We meet 52-year-old Linda Fallon checking into a Toronto hotel for a literary conference, at which she meets fellow American poet Thomas Janes, whom she hasn't seen since the disastrous denouement of their adulterous affair in Africa 25 years earlier. Since then, as readers of The Weight of Water (1997) already know, he's seen his five-year-old daughter drown and gotten a second divorce. Thomas still carries the torch Linda first ignited when she was a working-class Catholic teenager recently returned from a Magdalene home for "wayward girls" and he was an Episcopalian from the right side of the tracks dazzled by her boldness and individuality. During the conference they fall into bed again, and Part One ends with a parting at the airport that offers hope of long-delayed happiness for this star-crossed pair.
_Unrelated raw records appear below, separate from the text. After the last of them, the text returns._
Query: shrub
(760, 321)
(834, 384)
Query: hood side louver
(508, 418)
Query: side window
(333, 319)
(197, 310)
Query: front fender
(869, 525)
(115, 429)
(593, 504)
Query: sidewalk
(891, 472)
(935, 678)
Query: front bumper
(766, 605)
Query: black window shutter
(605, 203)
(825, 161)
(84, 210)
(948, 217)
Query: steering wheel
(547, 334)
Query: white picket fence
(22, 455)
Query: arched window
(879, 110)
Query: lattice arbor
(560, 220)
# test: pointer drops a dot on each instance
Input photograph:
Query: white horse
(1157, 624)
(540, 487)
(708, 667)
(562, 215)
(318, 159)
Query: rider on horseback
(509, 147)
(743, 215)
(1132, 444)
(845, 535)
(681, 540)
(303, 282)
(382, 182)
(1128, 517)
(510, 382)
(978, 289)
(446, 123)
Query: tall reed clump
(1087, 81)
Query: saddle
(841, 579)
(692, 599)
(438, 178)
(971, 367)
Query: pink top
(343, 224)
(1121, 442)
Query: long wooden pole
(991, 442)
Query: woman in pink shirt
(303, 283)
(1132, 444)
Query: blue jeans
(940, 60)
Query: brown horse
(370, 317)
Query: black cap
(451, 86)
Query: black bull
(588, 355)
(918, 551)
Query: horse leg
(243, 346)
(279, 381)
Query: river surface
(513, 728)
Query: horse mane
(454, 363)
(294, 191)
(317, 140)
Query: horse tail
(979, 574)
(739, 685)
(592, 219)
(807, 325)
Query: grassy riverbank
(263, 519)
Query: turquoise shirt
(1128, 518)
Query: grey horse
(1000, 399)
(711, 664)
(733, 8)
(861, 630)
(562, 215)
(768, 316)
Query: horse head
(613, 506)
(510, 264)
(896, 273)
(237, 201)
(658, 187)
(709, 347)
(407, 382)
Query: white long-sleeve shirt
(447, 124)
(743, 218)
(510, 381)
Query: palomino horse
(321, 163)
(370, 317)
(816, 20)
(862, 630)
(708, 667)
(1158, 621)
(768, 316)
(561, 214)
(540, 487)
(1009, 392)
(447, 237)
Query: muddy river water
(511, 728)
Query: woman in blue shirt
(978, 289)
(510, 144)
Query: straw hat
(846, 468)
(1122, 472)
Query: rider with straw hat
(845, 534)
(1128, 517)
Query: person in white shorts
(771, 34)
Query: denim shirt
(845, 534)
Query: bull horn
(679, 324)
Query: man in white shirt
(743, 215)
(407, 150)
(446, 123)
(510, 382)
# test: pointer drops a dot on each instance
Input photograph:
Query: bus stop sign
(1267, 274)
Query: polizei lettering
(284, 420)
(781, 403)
Part Two depicts their encounter in Kenya: both married to other people but retaining tender memories of the adolescent romance cut short by a car accident, they're briefly happy until Thomas's wife finally achieves her desperate desire to get pregnant, triggering an ugly confrontation the author inexplicably doesn't allow us to witness. Part Three finally gets us back to Hull, Massachusetts, but the story of Linda's abuse by her aunt's boyfriend and her sexual healing through Thomas's love is overshadowed by an outrageous final plot twist. It's fine to fool the reader if you play fair—for example, as Rebecca Goldstein did in Properties of Light (2000). Shreve, by contrast, doesn't suggest that her solid (if not especially gripping) storyline is anything other than what it seems until she tears the entire premise to shreds in the book's two last pages.

The shock ending and pretentious elements, such as Linda's unconvincing struggle with her faith, can't disguise the fact that the author is very short of fresh ideas here.